Pirate alumna will also coach girls tennis during the coming school year
By Serena Guentz
Contributing Writer
Santa Ynez Valley Union High School’s varsity girls basketball team is getting Jennifer Rasmussen as its new head coach after Jason Finley stepped down from the role.
While Finley will remain an assistant coach for the varsity football team, athletic director Ashley Coelho said Finley decided to step away from the girls basketball head coach position in order to spend more time with family.
“[Rasmussen] is a very valued coach, and she will bring a lot of positive to our program,” Coelho said in an email press release. “Santa Ynez girls basketball will be in excellent hands under her leadership and we look forward to the future.”
Not only does Rasmussen coach basketball, but she is also the head coach for the varsity girls tennis team and a teacher for both AVID and physical education at SYHS.
Rasmussen also teaches physical education and electives at Refugio High School, along with teaching tennis, basketball and archery at the YMCA, and working with race production companies to set up half marathons across the United States and Canada.
“I am looking forward to being back on the court and coaching the game again,” Rasmussen said.
Rasmussen earned both her bachelor’s degree in kinesiology and master’s degree in education from Cal Poly San Luis Obispo, and she has been coaching for about 23 years, at all different levels.
Rasmussen said she has been playing basketball since she was about 8 or 9 years old, starting with local Elks programs, and she has been playing tennis since she was 5 years old, continuing to play at SYHS and through college.
Before graduating from SYHS in 1992, Rasmussen played on the varsity girls basketball team under the coaching of CIF Southern Section Hall of Fame Coach JoAnn Reck, who has served as a role model and mentor to Rasmussen throughout her life.
“She was a mentor that got me into the teaching profession,” Rasmussen said about Reck. “I look up to her and her work ethic and philosophy.”
Rasmussen said Reck helped her get to where she is now with recommendation letters for colleges and jobs, and even by helping her return to SYHS as Rasmussen coached basketball with Reck for about 14 years starting in 1999.
“I’m just bringing back some of her philosophies and organization and team-building,” Rasmussen said.
While girls basketball is a winter sport at SYHS and girls tennis is a fall sport, preseason conditioning and other practices for both sports means Rasmussen will be busy with one or both of the teams year-round.
“Coaching [both] is going to be a challenge,” Rasmussen said, but expressed excitement in returning to what she did as a student. “Cross-training is so important for athletes.”
As Rasmussen coaches both basketball and tennis, she will come full circle with her time as a student athlete when she played both sports at SYHS.
She said that she encourages her players to play multiple sports throughout the year as they seem to enjoy it and studies have shown that students who remain busy with activities in school tend to have higher grade point averages.
In addition to coaching and teaching, Rasmussen has three children, ages 8, 10 and 19 years old, that she is raising with her husband.

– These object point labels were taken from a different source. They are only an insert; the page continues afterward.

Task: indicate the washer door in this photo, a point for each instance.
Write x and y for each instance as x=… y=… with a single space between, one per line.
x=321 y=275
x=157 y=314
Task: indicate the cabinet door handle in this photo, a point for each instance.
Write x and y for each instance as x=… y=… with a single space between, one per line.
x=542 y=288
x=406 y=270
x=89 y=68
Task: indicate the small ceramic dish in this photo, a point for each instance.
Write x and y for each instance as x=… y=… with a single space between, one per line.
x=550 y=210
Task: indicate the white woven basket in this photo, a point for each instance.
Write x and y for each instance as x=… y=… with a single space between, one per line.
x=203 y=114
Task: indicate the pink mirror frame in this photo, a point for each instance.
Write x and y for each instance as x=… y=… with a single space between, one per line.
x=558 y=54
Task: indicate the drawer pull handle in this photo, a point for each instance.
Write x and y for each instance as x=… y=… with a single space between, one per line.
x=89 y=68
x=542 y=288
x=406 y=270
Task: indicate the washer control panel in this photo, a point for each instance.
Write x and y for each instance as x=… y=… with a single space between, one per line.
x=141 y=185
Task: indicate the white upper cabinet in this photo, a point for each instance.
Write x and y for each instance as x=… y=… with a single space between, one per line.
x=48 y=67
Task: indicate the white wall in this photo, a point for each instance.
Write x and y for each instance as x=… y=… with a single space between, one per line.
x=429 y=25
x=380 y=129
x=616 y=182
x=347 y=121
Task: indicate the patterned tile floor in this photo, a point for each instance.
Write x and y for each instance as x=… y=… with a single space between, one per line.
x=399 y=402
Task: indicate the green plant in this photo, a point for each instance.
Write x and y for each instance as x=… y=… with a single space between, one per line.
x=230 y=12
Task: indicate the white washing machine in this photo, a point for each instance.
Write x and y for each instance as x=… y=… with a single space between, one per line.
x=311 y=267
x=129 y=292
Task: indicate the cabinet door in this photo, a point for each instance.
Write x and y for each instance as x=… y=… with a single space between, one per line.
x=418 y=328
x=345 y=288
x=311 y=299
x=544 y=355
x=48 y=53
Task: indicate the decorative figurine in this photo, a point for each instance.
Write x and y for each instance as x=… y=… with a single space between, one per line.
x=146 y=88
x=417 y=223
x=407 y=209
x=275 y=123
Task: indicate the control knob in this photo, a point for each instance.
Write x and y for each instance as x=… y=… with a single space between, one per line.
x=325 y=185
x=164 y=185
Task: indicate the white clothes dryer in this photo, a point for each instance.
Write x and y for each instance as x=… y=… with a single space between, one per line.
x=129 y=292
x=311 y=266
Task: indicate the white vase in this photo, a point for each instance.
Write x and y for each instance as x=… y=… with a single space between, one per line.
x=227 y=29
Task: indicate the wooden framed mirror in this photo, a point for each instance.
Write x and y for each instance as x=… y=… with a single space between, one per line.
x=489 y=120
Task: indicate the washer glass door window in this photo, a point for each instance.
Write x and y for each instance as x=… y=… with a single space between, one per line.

Rasmussen said that all of her children play and enjoy sports, and her family has become very involved in the teams she coaches over the years.
She said her husband often records statistics and videos during games, and her children help at team practices as well.
“It’s a family affair,” Rasmussen said, adding that she believes it’s the only way she could do this.
Along with Rasmussen as the head coach, Kelley Carter is the assistant coach for the varsity girls basketball team and Taulbee McGinnis is the head coach for the junior varsity girls basketball team at SYHS.
Rasmussen said that she looks forward to “having fun and building a family with the girls.”
“I care about them,” Rasmussen said. “I enjoy the team bonding and camaraderie.”